O historiador Henry Loyon diz que os sermões e escritos de Leão I forneceram a base teórica para justificar o papado. Primeiramente, Leão I afirmava que a primazia de Pedro se assentava no Novo Testamento. Para ele, as passagens clássicas relativas a esse apóstolo, “no sentido cruamente legalista de uma ‘plenitude de poder’ (plenitudo potestatis) concedida a Pedro”, justificavam uma primazia de poder sobre todos os bispos.

Leão I acreditava, ainda, que Pedro falava pessoalmente por meio de sua pessoa. Crendo-se sucessor do apóstolo, e primeiro bispo de Roma a ser chamado de pontifex maximus, título anteriormente reservado ao sumo sacerdote pagão, Leão I conseguiu até convencer o imperador da Roma ocidental a reconhecer sua primazia.

Durante o funeral de João Paulo II, a imprensa divulgou fartamente o sepultamento na Basílica de São Pedro, onde, supostamente, estão os restos mortais do apóstolo Pedro. No entanto, destaca Küng, o Novo Testamento não diz, em parte alguma, que Pedro esteve em Roma.

Para dar credibilidade histórica à tradição, o papa Pio XII, após a Segunda Guerra Mundial, ordenou a escavação sob a basílica. E, em 1965, com base em alguns fragmentos de ossos encontrados num relicário, o papa Paulo VI declarou serem de Pedro. Conforme o historiador católico Duffy, “não se pode garantir que sejam do apóstolo Pedro, mesmo porque os criminosos executados geralmente eram enterrados em valas comuns sem sinalização”.

Hans Küng confirma o historiador Duffy: “A arqueologia não foi capaz de identificar sua tumba debaixo da atual basílica do Vaticano”. Segundo Küng, Leão I foi o primeiro bispo de Roma, portanto, o primeiro papa a ser enterrado sob a Basílica romana.

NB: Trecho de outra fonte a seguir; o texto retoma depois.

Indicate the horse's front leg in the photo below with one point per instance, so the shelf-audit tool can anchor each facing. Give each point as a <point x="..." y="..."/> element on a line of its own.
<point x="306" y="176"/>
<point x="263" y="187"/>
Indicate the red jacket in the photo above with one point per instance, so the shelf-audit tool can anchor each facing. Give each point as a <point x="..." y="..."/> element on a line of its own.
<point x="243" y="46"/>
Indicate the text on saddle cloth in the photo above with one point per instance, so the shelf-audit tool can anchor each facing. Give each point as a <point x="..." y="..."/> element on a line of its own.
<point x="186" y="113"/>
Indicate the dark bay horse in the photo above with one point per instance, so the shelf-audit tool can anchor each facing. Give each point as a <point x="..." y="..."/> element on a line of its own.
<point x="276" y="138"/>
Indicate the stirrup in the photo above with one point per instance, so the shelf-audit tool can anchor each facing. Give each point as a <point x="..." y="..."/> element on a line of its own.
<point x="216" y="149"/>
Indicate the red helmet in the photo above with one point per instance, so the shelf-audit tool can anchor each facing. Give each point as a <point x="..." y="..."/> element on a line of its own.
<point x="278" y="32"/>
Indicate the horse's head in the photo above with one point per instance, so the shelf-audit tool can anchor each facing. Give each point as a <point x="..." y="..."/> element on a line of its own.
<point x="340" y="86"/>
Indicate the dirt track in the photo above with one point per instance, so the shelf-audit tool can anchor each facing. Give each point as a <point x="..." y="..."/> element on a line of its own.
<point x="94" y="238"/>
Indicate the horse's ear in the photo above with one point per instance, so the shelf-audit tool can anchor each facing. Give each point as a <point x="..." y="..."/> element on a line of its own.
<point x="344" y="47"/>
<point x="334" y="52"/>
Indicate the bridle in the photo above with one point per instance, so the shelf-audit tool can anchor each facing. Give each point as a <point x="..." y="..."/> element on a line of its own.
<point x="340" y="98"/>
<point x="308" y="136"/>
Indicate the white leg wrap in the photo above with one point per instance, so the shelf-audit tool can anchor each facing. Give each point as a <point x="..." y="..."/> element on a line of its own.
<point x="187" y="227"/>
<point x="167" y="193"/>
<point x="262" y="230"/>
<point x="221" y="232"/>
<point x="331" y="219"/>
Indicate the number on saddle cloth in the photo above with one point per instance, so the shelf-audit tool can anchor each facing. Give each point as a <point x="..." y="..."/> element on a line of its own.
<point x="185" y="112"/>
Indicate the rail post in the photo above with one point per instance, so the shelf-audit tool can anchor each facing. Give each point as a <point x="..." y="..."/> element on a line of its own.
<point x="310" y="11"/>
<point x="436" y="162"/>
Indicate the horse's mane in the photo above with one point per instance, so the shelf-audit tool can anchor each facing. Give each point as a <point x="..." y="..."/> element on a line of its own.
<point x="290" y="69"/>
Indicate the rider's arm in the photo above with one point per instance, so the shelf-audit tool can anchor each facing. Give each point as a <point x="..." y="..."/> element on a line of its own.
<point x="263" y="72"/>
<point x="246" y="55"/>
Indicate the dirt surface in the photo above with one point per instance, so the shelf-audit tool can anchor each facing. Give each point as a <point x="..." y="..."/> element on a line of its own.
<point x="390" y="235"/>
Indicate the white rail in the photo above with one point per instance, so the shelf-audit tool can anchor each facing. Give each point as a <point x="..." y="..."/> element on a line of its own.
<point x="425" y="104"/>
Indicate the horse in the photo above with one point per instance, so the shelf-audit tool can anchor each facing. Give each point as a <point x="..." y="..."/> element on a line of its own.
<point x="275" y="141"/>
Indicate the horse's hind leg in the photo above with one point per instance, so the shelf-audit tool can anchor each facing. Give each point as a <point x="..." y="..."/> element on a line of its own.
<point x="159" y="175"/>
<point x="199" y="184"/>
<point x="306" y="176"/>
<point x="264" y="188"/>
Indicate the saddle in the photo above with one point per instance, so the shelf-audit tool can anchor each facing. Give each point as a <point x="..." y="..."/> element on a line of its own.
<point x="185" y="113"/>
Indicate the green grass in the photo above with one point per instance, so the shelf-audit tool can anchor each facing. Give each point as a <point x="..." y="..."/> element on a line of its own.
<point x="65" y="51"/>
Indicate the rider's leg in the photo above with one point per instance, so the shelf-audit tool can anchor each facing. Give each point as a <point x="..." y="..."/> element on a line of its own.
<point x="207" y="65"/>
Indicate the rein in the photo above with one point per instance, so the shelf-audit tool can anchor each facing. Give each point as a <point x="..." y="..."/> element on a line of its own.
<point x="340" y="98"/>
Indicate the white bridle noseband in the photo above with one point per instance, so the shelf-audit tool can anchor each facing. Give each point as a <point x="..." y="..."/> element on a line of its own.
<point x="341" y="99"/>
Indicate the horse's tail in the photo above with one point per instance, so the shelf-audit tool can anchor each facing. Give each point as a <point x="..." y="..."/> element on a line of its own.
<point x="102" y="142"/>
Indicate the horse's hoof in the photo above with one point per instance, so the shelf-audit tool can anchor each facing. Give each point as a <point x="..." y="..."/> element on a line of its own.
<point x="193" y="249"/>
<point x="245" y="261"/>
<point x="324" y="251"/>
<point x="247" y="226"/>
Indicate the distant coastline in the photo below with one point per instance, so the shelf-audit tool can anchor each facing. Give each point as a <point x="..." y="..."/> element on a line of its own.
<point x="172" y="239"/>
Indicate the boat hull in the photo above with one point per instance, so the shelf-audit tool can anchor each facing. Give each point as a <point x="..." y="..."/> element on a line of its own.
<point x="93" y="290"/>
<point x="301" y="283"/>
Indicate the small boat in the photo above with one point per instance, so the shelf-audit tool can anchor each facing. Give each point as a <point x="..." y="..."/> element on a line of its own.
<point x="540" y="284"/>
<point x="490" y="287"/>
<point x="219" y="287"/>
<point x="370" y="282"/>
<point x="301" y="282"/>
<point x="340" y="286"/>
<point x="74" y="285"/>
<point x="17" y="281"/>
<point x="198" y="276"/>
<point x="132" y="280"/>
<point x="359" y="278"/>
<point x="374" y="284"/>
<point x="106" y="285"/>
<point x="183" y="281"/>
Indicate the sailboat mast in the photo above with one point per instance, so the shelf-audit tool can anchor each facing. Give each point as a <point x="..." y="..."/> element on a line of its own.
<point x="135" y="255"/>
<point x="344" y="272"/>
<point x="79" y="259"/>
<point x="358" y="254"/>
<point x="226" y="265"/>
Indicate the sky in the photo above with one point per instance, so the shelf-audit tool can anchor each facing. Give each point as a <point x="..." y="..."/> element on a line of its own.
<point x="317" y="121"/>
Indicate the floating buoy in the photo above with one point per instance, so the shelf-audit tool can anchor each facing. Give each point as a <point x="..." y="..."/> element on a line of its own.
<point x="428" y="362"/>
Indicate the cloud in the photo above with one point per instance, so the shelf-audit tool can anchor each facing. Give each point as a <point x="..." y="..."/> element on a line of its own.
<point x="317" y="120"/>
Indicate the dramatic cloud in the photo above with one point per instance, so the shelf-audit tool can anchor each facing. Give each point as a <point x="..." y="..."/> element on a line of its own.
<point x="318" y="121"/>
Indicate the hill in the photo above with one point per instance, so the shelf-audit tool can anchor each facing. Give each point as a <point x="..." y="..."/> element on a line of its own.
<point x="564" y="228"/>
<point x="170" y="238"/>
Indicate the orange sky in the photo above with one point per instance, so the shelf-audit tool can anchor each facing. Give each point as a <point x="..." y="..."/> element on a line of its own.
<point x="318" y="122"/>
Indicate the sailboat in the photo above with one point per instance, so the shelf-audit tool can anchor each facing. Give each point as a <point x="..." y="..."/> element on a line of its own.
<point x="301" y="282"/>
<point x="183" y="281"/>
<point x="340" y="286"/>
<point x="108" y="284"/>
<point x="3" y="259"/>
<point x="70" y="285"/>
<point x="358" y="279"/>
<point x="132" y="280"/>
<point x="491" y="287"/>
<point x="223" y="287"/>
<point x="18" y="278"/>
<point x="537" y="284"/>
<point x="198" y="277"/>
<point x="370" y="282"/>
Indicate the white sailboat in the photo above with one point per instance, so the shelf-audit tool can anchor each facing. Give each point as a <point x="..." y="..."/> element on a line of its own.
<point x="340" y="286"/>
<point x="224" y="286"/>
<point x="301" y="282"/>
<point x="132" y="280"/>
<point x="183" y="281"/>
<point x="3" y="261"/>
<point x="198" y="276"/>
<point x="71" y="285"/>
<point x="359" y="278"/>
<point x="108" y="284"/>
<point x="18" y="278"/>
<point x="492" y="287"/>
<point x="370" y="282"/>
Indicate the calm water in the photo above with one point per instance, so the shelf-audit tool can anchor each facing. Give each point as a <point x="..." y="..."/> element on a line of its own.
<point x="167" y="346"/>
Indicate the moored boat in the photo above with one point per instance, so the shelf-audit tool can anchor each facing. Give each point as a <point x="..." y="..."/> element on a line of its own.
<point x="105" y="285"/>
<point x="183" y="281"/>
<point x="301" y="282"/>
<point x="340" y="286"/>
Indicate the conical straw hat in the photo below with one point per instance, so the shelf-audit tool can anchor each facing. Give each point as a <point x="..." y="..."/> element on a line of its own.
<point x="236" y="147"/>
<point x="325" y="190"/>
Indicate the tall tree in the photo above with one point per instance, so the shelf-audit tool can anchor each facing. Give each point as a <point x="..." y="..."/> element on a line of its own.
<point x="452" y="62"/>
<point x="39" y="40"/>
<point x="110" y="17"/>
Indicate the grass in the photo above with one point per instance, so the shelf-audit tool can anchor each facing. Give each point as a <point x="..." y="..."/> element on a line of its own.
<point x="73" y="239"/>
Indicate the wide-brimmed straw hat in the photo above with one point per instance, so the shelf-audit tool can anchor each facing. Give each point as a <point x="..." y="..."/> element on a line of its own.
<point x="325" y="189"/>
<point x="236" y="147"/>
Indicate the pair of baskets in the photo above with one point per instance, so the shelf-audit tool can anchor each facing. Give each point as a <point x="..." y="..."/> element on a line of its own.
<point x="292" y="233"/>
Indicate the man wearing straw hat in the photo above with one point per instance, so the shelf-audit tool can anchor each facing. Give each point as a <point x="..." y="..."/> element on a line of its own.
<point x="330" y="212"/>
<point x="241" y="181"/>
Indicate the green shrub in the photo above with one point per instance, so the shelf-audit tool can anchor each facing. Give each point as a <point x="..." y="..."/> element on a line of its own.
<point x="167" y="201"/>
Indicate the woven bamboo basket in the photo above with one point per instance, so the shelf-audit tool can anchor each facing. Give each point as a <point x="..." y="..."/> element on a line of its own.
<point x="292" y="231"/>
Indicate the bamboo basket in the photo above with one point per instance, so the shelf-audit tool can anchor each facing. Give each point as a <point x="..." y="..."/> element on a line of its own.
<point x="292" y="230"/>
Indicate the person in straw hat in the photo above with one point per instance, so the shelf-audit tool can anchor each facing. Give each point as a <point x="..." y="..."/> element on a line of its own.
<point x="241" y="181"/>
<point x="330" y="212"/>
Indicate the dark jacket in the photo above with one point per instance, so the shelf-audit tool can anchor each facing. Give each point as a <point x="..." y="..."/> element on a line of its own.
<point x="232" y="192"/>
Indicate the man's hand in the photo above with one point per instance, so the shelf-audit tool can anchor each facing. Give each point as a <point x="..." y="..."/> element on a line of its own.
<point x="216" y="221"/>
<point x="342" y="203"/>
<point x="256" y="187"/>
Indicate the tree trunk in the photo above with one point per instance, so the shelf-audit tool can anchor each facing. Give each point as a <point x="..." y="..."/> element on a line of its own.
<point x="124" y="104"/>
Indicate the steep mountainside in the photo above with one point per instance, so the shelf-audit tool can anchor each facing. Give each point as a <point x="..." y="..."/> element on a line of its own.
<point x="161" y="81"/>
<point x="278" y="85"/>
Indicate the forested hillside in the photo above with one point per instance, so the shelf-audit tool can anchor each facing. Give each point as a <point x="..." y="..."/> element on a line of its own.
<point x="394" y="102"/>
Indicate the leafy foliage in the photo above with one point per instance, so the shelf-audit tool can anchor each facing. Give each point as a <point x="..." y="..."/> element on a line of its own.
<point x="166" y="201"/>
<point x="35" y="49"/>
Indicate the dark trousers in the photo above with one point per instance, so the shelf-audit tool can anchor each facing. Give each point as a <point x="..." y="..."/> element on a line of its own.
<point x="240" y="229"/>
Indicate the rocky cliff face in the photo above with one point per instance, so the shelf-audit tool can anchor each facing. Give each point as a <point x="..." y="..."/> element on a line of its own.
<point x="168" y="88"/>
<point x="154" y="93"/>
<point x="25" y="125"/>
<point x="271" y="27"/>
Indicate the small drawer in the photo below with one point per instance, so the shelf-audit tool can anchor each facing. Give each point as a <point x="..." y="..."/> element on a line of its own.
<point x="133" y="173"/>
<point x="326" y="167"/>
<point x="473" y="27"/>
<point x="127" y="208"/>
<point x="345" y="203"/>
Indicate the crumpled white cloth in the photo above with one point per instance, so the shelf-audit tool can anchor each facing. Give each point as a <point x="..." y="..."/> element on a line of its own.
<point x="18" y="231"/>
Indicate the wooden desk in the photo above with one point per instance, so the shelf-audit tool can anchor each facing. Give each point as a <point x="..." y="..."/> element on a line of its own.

Todas essas considerações apreciadas e ponderadas nos revelam, sem grandes esforços, que tais mitos católicos não são unânimes nem mesmo entre os pensadores católicos, fato que, muitas vezes, é camuflado pela mídia secular e tendenciosa.

Lamentavelmente, parece que a imprensa (preocupada com o Ibope) não se precaveu contra a falácia de noticiar “mito” como se fosse “fato”.


Fontes:

1 Rio de Janeiro: Objetiva, 2002.

2 Duffy, Eamon. Santos e pecadores: história dos papas. São Paulo: Cosac & Naify, 1998, p. 6.